Spore Tops Piracy Charts, but Don't Blame DRM

ByABC News
December 11, 2008, 8:38 AM

— -- Like a splash of cold water, the latest word electrifying entertainment feeds is that EA's evolutionary toy-game Spore is the most pirated PC game of 2008. According to Torrent Freak, a weblog that professes to cover the BitTorrent biz, Spore is the most downloaded game on BitTorrent, something Torrent Freak dubiously attributes "in part...to the DRM [digital rights management] that came with the game." I say dubiously because attributing heavy downloading of one of the most anticipated games of 2008 to some sort of anti-DRM protest in any capacity is as wild a guess as assuming Barack Obama is "kind of in bed" with Rod Blagojevich just because some in the media think it's cute to display photographs of the two Illinois politicians smiling at one another.

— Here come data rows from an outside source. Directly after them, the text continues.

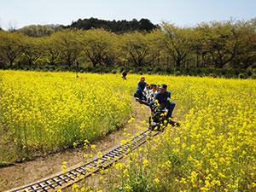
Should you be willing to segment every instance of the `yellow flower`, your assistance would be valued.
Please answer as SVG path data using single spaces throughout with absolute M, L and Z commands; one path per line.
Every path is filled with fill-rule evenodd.
M 159 184 L 160 183 L 159 178 L 154 178 L 154 182 L 155 184 Z

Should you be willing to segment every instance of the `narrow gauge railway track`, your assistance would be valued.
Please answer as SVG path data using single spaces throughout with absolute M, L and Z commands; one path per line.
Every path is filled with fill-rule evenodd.
M 76 182 L 90 176 L 102 168 L 111 166 L 113 162 L 118 161 L 131 151 L 136 149 L 147 141 L 148 137 L 153 137 L 159 131 L 151 131 L 147 130 L 140 135 L 134 137 L 131 142 L 124 145 L 119 145 L 108 152 L 102 154 L 102 157 L 96 157 L 93 160 L 74 166 L 65 172 L 58 172 L 49 177 L 43 178 L 32 183 L 15 188 L 7 192 L 41 192 L 41 191 L 56 191 L 71 186 Z

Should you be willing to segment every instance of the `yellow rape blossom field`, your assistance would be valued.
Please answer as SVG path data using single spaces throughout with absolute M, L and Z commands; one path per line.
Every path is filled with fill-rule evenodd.
M 131 112 L 129 91 L 115 79 L 0 71 L 0 161 L 59 150 L 113 131 Z
M 109 191 L 255 190 L 256 81 L 145 77 L 168 85 L 181 126 L 166 127 L 116 163 L 116 174 L 105 176 Z M 114 130 L 131 114 L 139 78 L 0 71 L 1 160 Z

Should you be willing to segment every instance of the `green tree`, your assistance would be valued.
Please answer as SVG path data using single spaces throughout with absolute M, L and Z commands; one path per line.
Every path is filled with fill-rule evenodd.
M 20 55 L 21 36 L 17 32 L 0 31 L 0 50 L 2 57 L 9 61 L 10 67 L 15 59 Z
M 168 23 L 163 23 L 162 28 L 166 37 L 165 49 L 175 61 L 176 67 L 179 67 L 190 61 L 192 29 L 180 28 Z
M 150 55 L 148 39 L 145 33 L 131 32 L 121 36 L 119 52 L 122 57 L 133 64 L 133 67 L 143 67 Z
M 60 58 L 69 67 L 82 55 L 81 37 L 80 30 L 63 30 L 52 34 L 61 52 Z
M 61 50 L 54 36 L 44 38 L 42 42 L 44 56 L 49 65 L 61 62 Z
M 43 55 L 42 38 L 40 38 L 23 37 L 20 47 L 29 67 L 34 65 Z
M 83 50 L 93 67 L 108 65 L 114 57 L 116 35 L 103 29 L 89 30 L 82 39 Z

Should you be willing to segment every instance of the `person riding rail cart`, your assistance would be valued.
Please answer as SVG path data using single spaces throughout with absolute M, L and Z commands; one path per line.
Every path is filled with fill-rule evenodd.
M 159 106 L 157 106 L 159 105 Z M 154 101 L 149 103 L 151 110 L 155 107 L 165 109 L 167 112 L 166 119 L 172 117 L 172 111 L 175 108 L 175 103 L 171 102 L 171 92 L 167 91 L 167 85 L 163 84 L 160 87 L 160 91 L 155 95 Z

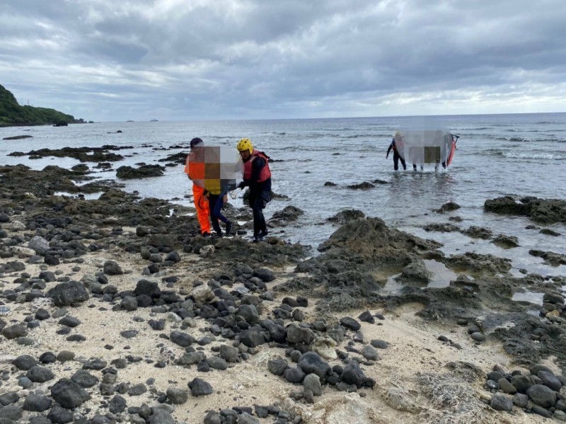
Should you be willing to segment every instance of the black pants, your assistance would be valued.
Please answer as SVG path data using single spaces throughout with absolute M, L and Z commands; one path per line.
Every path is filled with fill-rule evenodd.
M 405 159 L 403 159 L 397 151 L 393 151 L 393 169 L 397 171 L 399 169 L 399 161 L 401 161 L 403 169 L 407 169 L 407 165 L 405 164 Z
M 208 195 L 208 207 L 209 213 L 210 214 L 210 220 L 212 222 L 212 228 L 217 235 L 222 234 L 222 230 L 220 229 L 220 224 L 218 220 L 220 219 L 222 222 L 228 222 L 228 218 L 222 214 L 223 200 L 222 196 L 219 195 Z
M 263 216 L 263 209 L 265 205 L 271 200 L 271 193 L 267 190 L 250 192 L 250 207 L 253 213 L 253 235 L 267 233 L 265 225 L 265 217 Z

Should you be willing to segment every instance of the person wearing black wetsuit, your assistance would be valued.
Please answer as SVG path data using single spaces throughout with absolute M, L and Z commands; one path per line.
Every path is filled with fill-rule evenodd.
M 263 210 L 271 200 L 271 171 L 269 156 L 253 148 L 249 139 L 242 139 L 236 147 L 243 161 L 243 181 L 238 188 L 250 188 L 248 202 L 253 212 L 253 241 L 267 235 Z
M 401 165 L 403 165 L 403 168 L 407 169 L 407 165 L 405 164 L 405 159 L 403 159 L 397 151 L 397 147 L 395 146 L 395 138 L 393 138 L 393 139 L 391 141 L 391 144 L 389 144 L 389 149 L 387 149 L 387 154 L 385 155 L 385 159 L 389 157 L 389 152 L 391 151 L 392 149 L 393 151 L 393 169 L 395 171 L 399 169 L 400 160 L 401 161 Z

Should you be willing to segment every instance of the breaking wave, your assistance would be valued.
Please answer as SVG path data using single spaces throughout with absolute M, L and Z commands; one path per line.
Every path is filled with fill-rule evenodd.
M 554 161 L 563 161 L 566 159 L 566 153 L 529 153 L 519 151 L 499 151 L 501 156 L 515 159 L 547 159 Z

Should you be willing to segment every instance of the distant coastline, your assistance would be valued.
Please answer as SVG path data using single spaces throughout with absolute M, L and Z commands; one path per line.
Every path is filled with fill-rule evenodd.
M 82 118 L 75 119 L 67 115 L 47 108 L 20 105 L 13 94 L 0 85 L 0 127 L 23 127 L 34 125 L 54 125 L 64 127 L 69 124 L 84 124 Z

I burn no candles for digital rights management. It's a creatively stillborn attempt to starve a hydra that doesn't need to eat. Every time a game's released to jeers about its implementation of SecuROM or StarForce, it's almost instantly cracked and spread around the torrent scene. I've long wondered what sort of stats and presentation slides industry types must use in high-level meetings to justify their inconveniencing of legitimate paying customers when cracked versions of their products are consistently available to even the most casual freebooters. Let's face it, the only truly effective solution to game piracy would involve policies so draconian I'd rather see the industry crash and burn than live with the unacceptably invasive alternatives.

But let's play devil's advocate, because the fact that Forbes lazily picked up and uncritically echoed the TorrentFreak story seems to have legitimized the mythical claim that Spore's high piracy numbers are "in part" due to DRM protesters. I'm not saying such claims are flatly wrong, I'm just reminding everyone that no one's released evidence to support such claims. Either way, such claims are mere speculation.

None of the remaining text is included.